I think I had a similar patch earlier that got forgotten, but I've made
some changes.
if (sizeof(atomic) > target_word_size) then defaulting to a load or
store with barriers will result in non-atomic code, which is bad.
instead, the default has now been changed.
Store will try an exchange, and throw away the result. If that fails,
then default to a function call.
Load will try to do a compare_swap (mem, 0 , 0), which will get the
current value of *mem if it is not 0, and if it is 0, then it will cause
a 'mostly' harmless store of 0 to a location already containing 0.
bootstraps with no new regressions on x86_64-unknown-linux-gnu
Andrew
* optabs.c (expand_sync_mem_load): Don't expand into a default load if
the type is larger than a word. Try a compare_and_swap with 0.
(expand_sync_mem_store): Return const0_rtx if a store is generated. If
type is larger than a word try an exchange, then fail.
* builtins.c (expand_builtin_sync_mem_store): Return a value.
(expand_builtin): If no store generated, leave a function call.
* expr.h (expand_sync_mem_store): Prototype returns value.

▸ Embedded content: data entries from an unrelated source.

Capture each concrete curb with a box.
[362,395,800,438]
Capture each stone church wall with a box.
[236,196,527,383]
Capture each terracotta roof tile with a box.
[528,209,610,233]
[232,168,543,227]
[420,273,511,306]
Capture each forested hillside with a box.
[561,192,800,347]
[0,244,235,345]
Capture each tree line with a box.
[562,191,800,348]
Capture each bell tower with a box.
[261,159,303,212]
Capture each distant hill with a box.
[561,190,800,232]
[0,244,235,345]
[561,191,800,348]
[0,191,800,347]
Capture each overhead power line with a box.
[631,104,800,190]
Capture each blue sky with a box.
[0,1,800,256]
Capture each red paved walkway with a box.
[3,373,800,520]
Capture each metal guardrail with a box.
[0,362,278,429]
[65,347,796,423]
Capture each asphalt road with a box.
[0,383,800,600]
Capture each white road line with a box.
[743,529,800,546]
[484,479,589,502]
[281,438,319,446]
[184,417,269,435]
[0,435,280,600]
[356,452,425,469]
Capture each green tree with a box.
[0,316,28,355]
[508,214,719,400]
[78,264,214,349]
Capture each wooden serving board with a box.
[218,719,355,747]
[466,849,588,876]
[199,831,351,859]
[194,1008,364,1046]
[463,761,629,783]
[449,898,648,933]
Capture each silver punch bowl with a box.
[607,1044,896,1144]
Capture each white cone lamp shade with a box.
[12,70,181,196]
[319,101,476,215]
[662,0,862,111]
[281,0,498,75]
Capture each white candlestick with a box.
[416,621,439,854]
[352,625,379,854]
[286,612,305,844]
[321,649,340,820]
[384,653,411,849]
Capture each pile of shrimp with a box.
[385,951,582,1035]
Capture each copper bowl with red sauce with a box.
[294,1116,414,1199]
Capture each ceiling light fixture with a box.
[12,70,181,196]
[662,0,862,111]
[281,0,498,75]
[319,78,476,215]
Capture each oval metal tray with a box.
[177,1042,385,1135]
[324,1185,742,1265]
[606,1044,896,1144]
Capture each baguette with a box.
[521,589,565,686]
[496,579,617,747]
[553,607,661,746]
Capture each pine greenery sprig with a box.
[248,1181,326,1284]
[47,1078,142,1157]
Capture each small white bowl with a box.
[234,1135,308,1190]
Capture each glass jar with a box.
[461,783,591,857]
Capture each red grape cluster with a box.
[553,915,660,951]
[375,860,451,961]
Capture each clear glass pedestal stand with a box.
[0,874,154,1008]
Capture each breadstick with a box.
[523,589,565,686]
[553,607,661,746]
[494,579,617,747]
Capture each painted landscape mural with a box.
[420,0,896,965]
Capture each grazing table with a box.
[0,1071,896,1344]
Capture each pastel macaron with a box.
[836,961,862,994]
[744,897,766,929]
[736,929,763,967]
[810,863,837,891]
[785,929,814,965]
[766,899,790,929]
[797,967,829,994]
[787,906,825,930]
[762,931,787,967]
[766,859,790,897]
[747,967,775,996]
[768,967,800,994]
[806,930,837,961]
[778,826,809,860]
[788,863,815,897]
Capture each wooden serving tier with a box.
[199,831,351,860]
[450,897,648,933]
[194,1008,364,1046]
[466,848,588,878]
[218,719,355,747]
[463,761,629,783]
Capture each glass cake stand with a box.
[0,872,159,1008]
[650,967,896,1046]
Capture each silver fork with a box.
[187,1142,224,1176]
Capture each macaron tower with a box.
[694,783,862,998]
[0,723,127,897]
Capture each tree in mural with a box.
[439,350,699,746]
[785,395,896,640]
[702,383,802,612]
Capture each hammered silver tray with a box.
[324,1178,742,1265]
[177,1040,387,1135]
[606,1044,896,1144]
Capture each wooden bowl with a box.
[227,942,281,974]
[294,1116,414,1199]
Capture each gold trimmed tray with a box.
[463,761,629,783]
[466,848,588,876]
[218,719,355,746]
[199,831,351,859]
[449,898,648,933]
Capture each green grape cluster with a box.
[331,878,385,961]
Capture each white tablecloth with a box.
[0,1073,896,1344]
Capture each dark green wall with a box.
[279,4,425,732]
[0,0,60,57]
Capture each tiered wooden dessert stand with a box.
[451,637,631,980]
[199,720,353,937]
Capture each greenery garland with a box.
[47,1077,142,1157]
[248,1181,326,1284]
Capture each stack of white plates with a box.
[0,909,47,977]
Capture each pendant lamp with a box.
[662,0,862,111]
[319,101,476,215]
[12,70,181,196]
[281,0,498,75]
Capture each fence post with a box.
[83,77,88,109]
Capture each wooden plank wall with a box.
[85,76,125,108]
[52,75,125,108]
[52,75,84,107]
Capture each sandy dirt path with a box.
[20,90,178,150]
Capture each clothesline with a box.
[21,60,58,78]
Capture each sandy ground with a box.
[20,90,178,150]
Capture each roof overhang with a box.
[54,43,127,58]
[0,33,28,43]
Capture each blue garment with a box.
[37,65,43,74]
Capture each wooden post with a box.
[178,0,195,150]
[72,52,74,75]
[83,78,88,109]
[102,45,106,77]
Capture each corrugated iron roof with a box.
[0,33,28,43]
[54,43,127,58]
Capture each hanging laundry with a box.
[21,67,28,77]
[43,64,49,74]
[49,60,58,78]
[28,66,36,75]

* testsuite/gcc.dg/memmodel/sync-other-int128.c: Don't xfail any more.
Index: optabs.c
===================================================================
*** optabs.c (revision 178916)
--- optabs.c (working copy)
*************** expand_sync_mem_load (rtx target, rtx me
*** 7032,7038 ****
return ops[0].value;
}
! /* If there is no load, default to a move with barriers. */
if (target == const0_rtx)
target = gen_reg_rtx (mode);
--- 7032,7050 ----
return ops[0].value;
}
! /* If there is no load pattern, default to a move with barriers. If the size
! of the object is greater than word size on this target, a default load
! will not be atomic. */
! if (GET_MODE_PRECISION(mode) > BITS_PER_WORD)
! {
! /* Issue val = compare_and_swap (mem, 0 , 0).
! This may cause the occasional harmless store of 0 when the value is
! already 0, but do it anyway until its determined to be invalid. */
! target = expand_val_compare_and_swap (mem, const0_rtx, const0_rtx,
! target);
! return target;
! }
!
if (target == const0_rtx)
target = gen_reg_rtx (mode);
*************** expand_sync_mem_load (rtx target, rtx me
*** 7048,7060 ****
return target;
}
! /* This function expands the atomic load operation:
! return the atomically loaded value in MEM.
!
MEMMODEL is the memory model variant to use.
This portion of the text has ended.